Des gains de productivité qui diminuent

La perte des gains de productivité du travail constatée depuis une dizaine d’années oblige aussi les entreprises à employer davantage de salariés à production égale. Là encore, les explications avancées sont multiples et difficiles à hiérarchiser. Depuis les années 2000, du fait de la désindustrialisation et du vieillissement des populations, les économies du Vieux Continent ont eu tendance à créer plus d’emplois dans les services, par nature moins productifs que ceux de l’industrie.

Par ailleurs, alors qu’on imaginait que la numérisation de l’économie serait un facteur de destruction d’emplois massive, elle s’est pour le moment surtout traduite par le développement d’une nouvelle forme de travail, plus abondante, mais aussi plus précaire et moins productive : le travail indépendant des plateformes en ligne. Ces petits boulots de la « Gig Economy » comme on les a appelés aux États-Unis.

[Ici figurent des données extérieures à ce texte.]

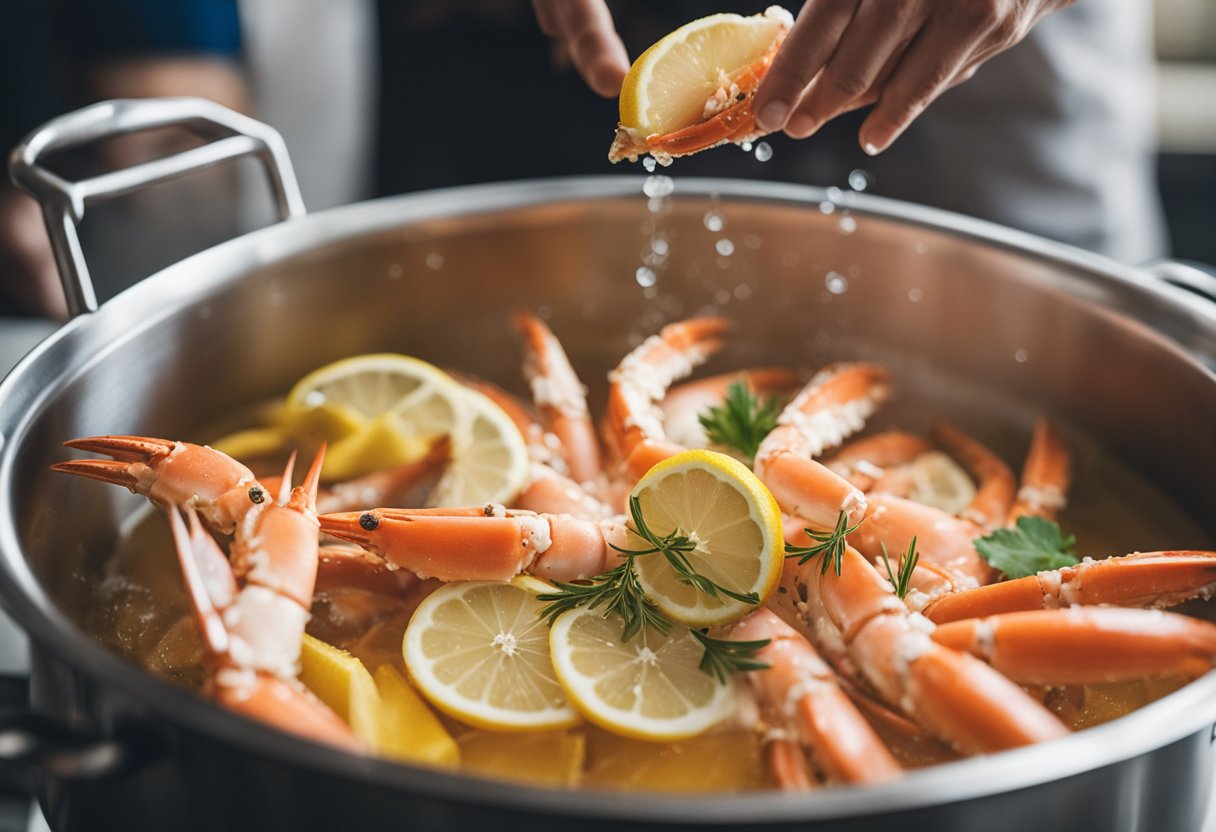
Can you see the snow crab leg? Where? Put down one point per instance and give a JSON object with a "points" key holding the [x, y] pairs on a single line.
{"points": [[728, 117], [173, 473], [482, 544], [561, 397], [640, 382], [1144, 579], [1045, 477], [799, 690], [865, 628], [1086, 645], [252, 613], [833, 405]]}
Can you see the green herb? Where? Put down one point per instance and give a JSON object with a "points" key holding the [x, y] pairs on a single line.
{"points": [[1034, 545], [676, 546], [742, 421], [907, 563], [617, 591], [828, 544], [724, 657]]}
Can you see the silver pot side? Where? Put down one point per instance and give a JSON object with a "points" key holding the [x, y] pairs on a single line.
{"points": [[980, 324]]}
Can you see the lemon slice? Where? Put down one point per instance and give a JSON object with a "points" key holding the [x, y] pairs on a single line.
{"points": [[735, 522], [479, 652], [381, 410], [648, 687], [668, 86], [940, 482], [489, 455]]}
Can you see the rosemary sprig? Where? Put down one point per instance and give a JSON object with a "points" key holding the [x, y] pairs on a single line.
{"points": [[676, 546], [828, 544], [724, 656], [617, 591], [902, 580], [741, 421]]}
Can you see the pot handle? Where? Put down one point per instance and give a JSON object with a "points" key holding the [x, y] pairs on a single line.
{"points": [[1194, 277], [230, 136], [32, 740]]}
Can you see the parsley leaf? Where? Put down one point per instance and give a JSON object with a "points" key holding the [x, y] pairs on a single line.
{"points": [[741, 421], [1035, 545]]}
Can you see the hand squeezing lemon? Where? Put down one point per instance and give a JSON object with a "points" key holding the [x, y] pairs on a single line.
{"points": [[693, 89]]}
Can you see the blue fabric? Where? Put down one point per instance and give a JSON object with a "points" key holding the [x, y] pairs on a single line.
{"points": [[99, 28]]}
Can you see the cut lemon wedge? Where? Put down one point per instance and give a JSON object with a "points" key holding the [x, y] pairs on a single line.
{"points": [[670, 83], [479, 652], [940, 482], [718, 504], [382, 410], [648, 687]]}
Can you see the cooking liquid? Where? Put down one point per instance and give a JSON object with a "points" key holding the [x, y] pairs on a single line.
{"points": [[140, 611]]}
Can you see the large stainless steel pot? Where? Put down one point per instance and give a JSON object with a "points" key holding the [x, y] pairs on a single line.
{"points": [[990, 324]]}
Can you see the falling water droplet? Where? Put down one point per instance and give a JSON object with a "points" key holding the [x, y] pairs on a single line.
{"points": [[861, 180], [658, 186]]}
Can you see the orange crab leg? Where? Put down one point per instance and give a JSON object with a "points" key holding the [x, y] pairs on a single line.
{"points": [[641, 380], [736, 123], [1046, 476], [995, 481], [236, 684], [953, 695], [559, 395], [800, 687], [1146, 579], [172, 473], [832, 406], [862, 461], [941, 538], [469, 544], [1086, 645]]}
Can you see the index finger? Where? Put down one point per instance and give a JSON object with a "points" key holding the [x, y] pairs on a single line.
{"points": [[590, 37], [810, 43]]}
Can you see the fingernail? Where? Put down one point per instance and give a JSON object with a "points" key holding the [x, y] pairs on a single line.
{"points": [[772, 116]]}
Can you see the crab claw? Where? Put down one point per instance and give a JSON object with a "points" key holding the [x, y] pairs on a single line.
{"points": [[172, 473], [479, 544]]}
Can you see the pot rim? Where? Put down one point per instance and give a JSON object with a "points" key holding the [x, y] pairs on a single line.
{"points": [[40, 376]]}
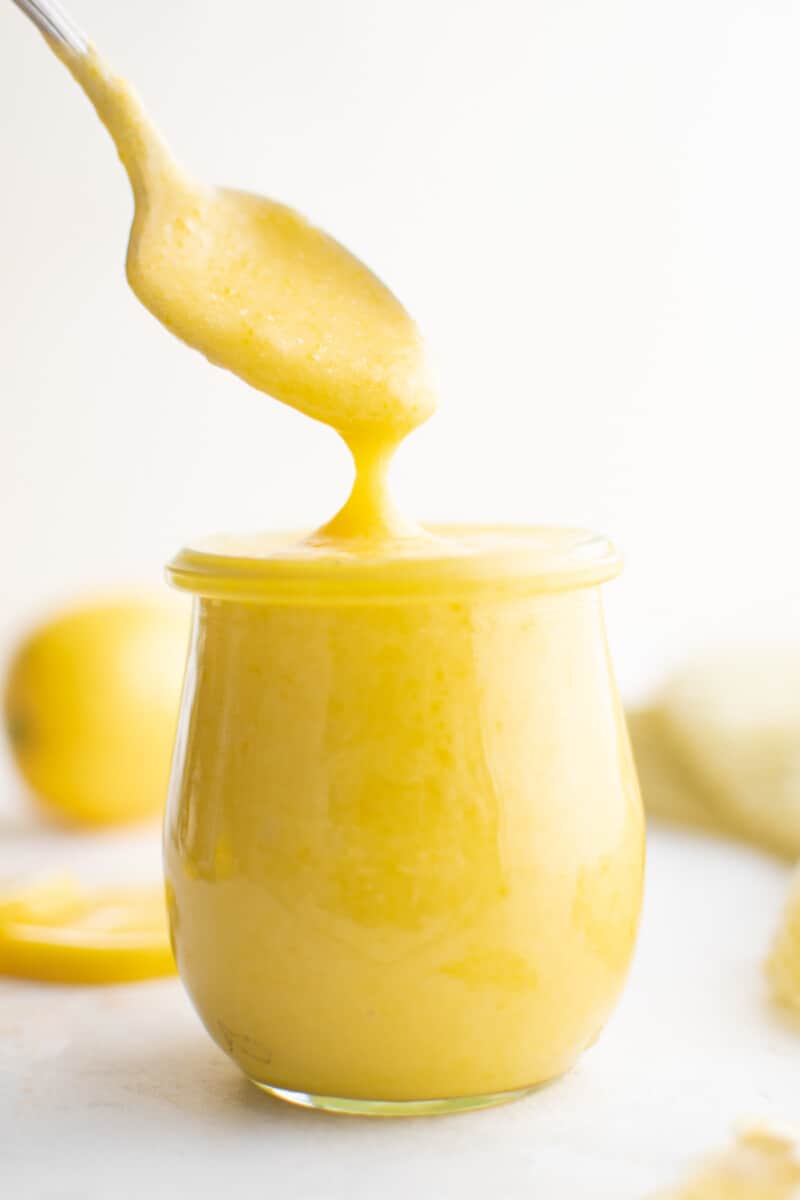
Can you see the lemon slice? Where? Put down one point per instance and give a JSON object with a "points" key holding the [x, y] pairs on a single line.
{"points": [[55, 931]]}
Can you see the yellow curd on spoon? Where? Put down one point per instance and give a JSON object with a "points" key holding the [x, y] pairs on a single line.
{"points": [[403, 843], [263, 293]]}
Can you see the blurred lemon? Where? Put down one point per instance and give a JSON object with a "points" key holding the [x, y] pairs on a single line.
{"points": [[91, 707]]}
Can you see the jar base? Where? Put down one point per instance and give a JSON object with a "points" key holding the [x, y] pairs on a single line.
{"points": [[359, 1108]]}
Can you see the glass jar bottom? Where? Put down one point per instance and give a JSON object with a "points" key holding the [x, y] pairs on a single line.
{"points": [[350, 1107]]}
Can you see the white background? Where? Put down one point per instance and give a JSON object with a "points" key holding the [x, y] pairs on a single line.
{"points": [[590, 208], [593, 211]]}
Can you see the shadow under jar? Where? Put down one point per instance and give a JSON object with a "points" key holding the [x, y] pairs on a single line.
{"points": [[404, 840]]}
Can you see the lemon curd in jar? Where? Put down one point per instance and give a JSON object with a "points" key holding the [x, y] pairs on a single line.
{"points": [[404, 843]]}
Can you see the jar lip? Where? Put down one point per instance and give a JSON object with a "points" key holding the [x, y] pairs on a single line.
{"points": [[453, 559]]}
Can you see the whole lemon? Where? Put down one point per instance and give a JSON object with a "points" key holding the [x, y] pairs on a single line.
{"points": [[91, 707]]}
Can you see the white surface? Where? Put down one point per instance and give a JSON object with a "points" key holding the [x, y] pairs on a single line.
{"points": [[623, 178], [119, 1091], [591, 209]]}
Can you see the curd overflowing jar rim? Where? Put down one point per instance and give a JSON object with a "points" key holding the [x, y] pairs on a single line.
{"points": [[446, 561]]}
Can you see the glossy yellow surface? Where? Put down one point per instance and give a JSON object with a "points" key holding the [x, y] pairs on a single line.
{"points": [[91, 706], [404, 841], [259, 291], [56, 931]]}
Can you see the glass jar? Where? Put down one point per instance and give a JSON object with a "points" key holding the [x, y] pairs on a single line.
{"points": [[404, 839]]}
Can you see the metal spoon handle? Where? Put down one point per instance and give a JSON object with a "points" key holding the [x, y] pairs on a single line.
{"points": [[54, 23]]}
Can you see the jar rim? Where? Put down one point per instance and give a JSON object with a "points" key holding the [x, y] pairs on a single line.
{"points": [[455, 559]]}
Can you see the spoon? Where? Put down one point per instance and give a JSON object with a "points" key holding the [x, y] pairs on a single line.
{"points": [[54, 23]]}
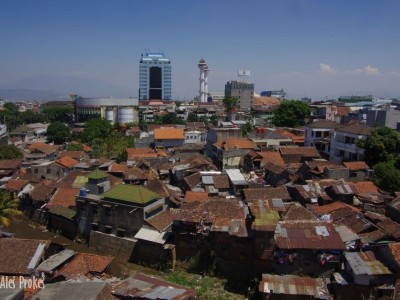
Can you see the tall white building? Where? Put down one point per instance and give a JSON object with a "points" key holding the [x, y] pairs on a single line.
{"points": [[155, 79], [203, 80]]}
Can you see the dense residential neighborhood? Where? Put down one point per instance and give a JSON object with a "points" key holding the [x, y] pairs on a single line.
{"points": [[279, 212]]}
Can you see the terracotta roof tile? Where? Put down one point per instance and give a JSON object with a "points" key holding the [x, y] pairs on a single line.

Selon Henri Sterdyniak, « ce nouveau type d’emplois explique au moins pour moitié la baisse du chômage dans les économies développées. Il est fort possible qu’aux États-Unis, la crise sanitaire ait accéléré le mouvement, en détournant les travailleurs des métiers les plus en tension vers ces métiers tout aussi pénibles mais plus flexibles ».

Avec ses effets sur la santé des travailleurs, le Covid n’a rien arrangé à cette anémie de la productivité. « La hausse de l’absentéisme participe aussi à la rétention de main-d’œuvre : face à la multiplication des arrêts de travail, les entreprises préfèrent constituer des réserves », observe Éric Heyer.

Des réformes qui jouent un rôle secondaire

Au-delà de ces questions démographiques et technologiques, les gouvernements mettent également en avant le rôle des réformes engagées pour améliorer le dynamisme de leur marché du travail. C’est sur ce fondement que le gouvernement Borne vient de faire passer sa réforme de l’assurance-chômage : s’ils sont indemnisés moins longtemps, les chômeurs retrouveront plus facilement un l’emploi.

Mais de l’avis de Stefano Scarpetta, spécialiste du sujet à l’OCDE « les réformes qui ont eu le plus d’effets sur le niveau du chômage sont celles qui permettent d’améliorer la concordance entre le besoin des entreprises et les demandeurs d’emploi». Autrement dit en France, celles portant sur la formation professionnelle ou l’apprentissage.

À plus ou moins long terme, et même si le marché du travail résiste mieux qu’avant, il sera rattrapé par la mauvaise conjoncture. Les plans sociaux ont d’ailleurs déjà commencé dans la tech américaine (Twitter, Meta, etc.), avec plus de 130 000 licenciements annoncés en 2022. Pour le moment, l’Europe et la France restent relativement épargnées. Jusqu’à quand ?, diront les cassandres.

-------

Le nombre de demandeurs d’emploi encore en baisse en octobre

Les bons chiffres du chômage ne se démentent pas en France. Selon les dernières statistiques de la Dares, publiées vendredi 25 novembre, le nombre de demandeurs d’emploi inscrits en catégorie A (sans aucune activité) a diminué de 1 % en octobre par rapport à septembre, avec 30 500 chômeurs de moins à 3,092 millions de personnes.

En incluant l’activité réduite (catégories B et C), le nombre de demandeurs d’emploi a diminué seulement de 0,2 % (– 10 800) pour atteindre 5,413 millions.

Considérés comme plus fiables, les derniers résultats trimestriels de la Dares avaient fait état fin octobre d’une stabilité du nombre de demandeurs d’emploi par rapport au deuxième trimestre, à 3,164 millions d’inscrits (– 1 700).

Sur un an, la baisse en catégorie A est de 9,6 %, et de 6,7 % pour les catégories A, B et C.